A Panel Of White, Male Animators Have All The Feels About Breaking The "Princess" Mold

Photo: The Hollywood Reporter
The Hollywood Reporter's roundtable with seven animation creatives — including Sausage Party's Seth Rogen — sparked important conversations about ethnic stereotypes, sexism, and even body-shaming within the world of cartoons. However, there is one issue here: Everyone at the table was a white man.

Though we don't know whether THR asked, say, Frozen writer-director Jennifer Lee or Finding Dory writer Victoria Strouse to participate, it's disheartening to hear such important discussions about diversity going on between people who always get to see themselves on screen.

The issue with this was particularly evident when the men ruminated on the problem with princesses — specifically, how animated women are portrayed on screen. Here's what Mike Mitchell, director of Trolls, had to say about the leading female character in the animated film.

"[On] Trolls, we wanted to completely break the mold of the animated princess. Most princesses have big eyes and little bitty waists and little tiny hooves they walk around on. And [with Poppy], we wanted to keep this ugly-cute, big melon head, giant teeth. She didn't have to wear uncomfortable princess shoes, which I think is cool."

This is a step in the right direction, for sure — I'm so over the dainty, super-skinny princesses of early Disney movies. But while Mitchell's princess may look different, she falls into the same trap that so many women characters do on screen.
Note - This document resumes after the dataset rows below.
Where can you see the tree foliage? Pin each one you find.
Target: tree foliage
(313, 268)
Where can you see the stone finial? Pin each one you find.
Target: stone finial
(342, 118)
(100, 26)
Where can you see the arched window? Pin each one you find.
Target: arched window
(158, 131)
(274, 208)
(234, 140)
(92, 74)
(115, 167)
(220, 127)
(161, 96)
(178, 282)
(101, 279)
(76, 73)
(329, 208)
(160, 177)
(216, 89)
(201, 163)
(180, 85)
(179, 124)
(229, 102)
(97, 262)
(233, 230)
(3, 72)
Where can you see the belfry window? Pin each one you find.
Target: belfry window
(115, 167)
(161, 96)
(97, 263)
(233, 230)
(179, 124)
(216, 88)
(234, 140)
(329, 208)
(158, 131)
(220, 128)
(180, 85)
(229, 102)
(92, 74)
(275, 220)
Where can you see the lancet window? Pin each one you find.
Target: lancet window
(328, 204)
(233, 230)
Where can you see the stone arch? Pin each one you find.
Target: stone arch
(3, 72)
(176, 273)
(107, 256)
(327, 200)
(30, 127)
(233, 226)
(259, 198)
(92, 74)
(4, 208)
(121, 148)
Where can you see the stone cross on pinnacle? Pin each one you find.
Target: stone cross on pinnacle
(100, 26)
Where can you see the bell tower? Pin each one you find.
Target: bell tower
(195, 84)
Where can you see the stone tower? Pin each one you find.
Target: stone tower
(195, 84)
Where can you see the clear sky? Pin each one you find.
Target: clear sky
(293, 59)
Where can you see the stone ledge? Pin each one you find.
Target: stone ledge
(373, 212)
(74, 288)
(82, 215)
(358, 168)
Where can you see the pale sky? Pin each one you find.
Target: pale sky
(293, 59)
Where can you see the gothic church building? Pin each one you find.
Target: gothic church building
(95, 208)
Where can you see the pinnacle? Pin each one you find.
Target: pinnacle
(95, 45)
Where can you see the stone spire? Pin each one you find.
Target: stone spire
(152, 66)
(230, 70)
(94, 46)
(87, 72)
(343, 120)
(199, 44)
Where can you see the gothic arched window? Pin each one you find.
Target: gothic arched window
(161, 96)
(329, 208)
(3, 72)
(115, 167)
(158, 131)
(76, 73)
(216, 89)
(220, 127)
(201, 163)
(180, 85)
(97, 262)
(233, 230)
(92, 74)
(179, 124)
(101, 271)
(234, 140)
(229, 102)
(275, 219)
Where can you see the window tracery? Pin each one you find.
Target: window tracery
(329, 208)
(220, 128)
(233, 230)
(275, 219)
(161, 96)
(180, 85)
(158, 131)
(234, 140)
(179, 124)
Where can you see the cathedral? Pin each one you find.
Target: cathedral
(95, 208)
The princess in Trolls is, apparently, a ray of sunshine.

"We wanted to explore happiness and how undervalued a positive attitude is. So our lead character is super-optimistic, but we wanted to make sure she wasn't vacant. It was nice; we took a cue from [the rabbit] Judy Hopps [in Zootopia]. Is this something Judy Hopps would do?"
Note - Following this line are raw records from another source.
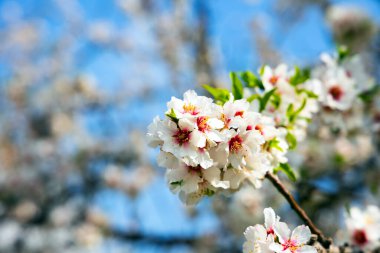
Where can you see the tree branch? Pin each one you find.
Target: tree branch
(326, 242)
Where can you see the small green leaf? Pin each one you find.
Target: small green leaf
(265, 99)
(292, 140)
(291, 114)
(252, 80)
(289, 110)
(177, 183)
(285, 167)
(261, 70)
(309, 93)
(274, 143)
(219, 94)
(237, 86)
(368, 96)
(276, 101)
(300, 76)
(253, 97)
(172, 116)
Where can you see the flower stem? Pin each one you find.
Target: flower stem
(301, 213)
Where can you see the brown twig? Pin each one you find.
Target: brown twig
(301, 213)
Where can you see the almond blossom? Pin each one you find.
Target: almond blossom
(364, 227)
(291, 242)
(258, 237)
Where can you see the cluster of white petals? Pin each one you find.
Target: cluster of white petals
(297, 97)
(208, 147)
(363, 227)
(342, 81)
(275, 236)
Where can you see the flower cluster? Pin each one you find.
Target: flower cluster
(275, 236)
(294, 98)
(208, 147)
(343, 79)
(363, 227)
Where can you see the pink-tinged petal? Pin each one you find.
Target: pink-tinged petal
(301, 234)
(249, 233)
(197, 139)
(187, 124)
(215, 123)
(282, 231)
(276, 247)
(270, 218)
(307, 249)
(260, 233)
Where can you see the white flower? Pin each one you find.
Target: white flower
(257, 240)
(258, 237)
(185, 144)
(277, 77)
(234, 112)
(338, 86)
(291, 242)
(364, 227)
(240, 148)
(193, 105)
(189, 179)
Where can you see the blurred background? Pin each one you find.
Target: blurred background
(80, 80)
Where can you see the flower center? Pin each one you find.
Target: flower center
(273, 80)
(225, 120)
(336, 92)
(202, 123)
(182, 137)
(260, 129)
(239, 113)
(190, 108)
(194, 170)
(290, 245)
(235, 144)
(360, 237)
(270, 231)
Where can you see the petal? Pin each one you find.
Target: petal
(187, 124)
(307, 249)
(270, 217)
(215, 123)
(276, 247)
(197, 139)
(249, 233)
(282, 231)
(301, 234)
(260, 233)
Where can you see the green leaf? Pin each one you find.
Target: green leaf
(300, 76)
(289, 110)
(177, 183)
(368, 96)
(265, 99)
(343, 53)
(261, 70)
(309, 93)
(292, 140)
(219, 94)
(274, 143)
(253, 97)
(252, 80)
(285, 167)
(172, 116)
(237, 86)
(291, 114)
(276, 100)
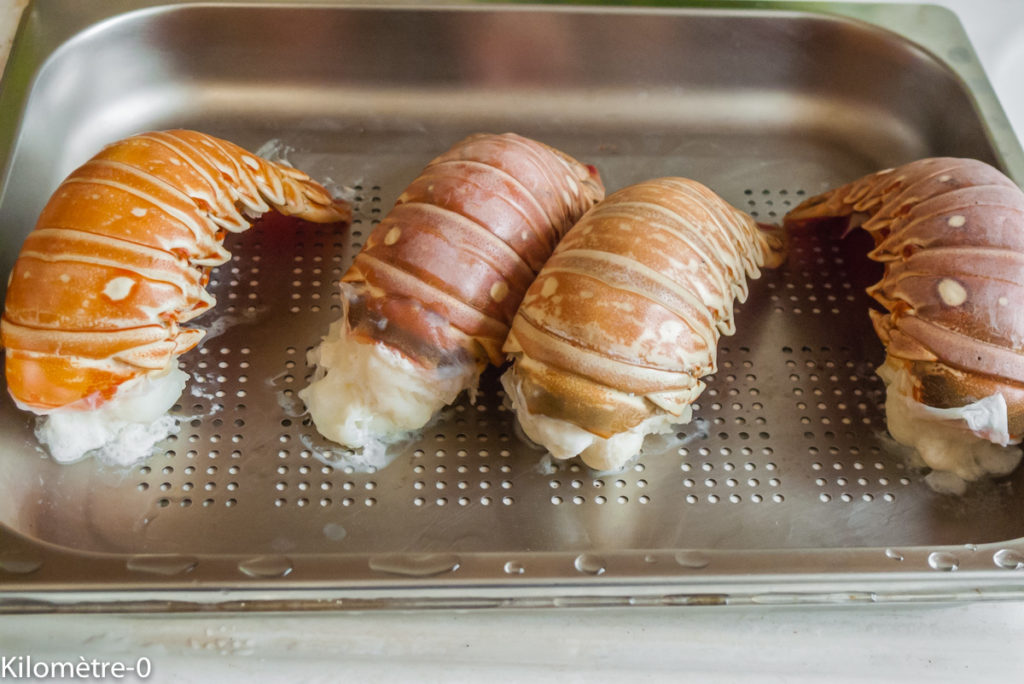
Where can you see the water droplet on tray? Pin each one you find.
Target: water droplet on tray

I'm all for happy characters, but it's a little grating that women are often stuck in the role of the optimist. Consider popular princess movies as an example: Despite these women being forced to deal with outrageously terrible circumstances, they're also the ones with the happiest outlook on the situation. If they're not happy, they are broken. Even Elsa and Anna from Frozen, a relatively progressive princess movie, are guilty of this: Despite being a virtual shut-in, Anna is deliriously optimistic, while Elsa's sadness essentially causes an entire country to freeze over.

Pixar film Inside Out challenged this notion. In Inside Out, which was co-written by female writer Meg LeFauve, young girl Riley feels a constant obligation to stay happy for her family, despite feeling nervous and sad about her recent cross-country move. It's a reminder that little girls, and women in general, have no obligation to be the sunshine in anyone's life — they're allowed the same range of emotions as anyone else.

It's wonderful that Mitchell is trying to make strides for women in animation — it's about time that princesses with eyes bigger than their waists were taken back to the drawing board — yet changes in the portrayals of women have to be more than skin-deep. As this all-white-male roundtable suggests, we might need more women in positions of power within animation to make this happen.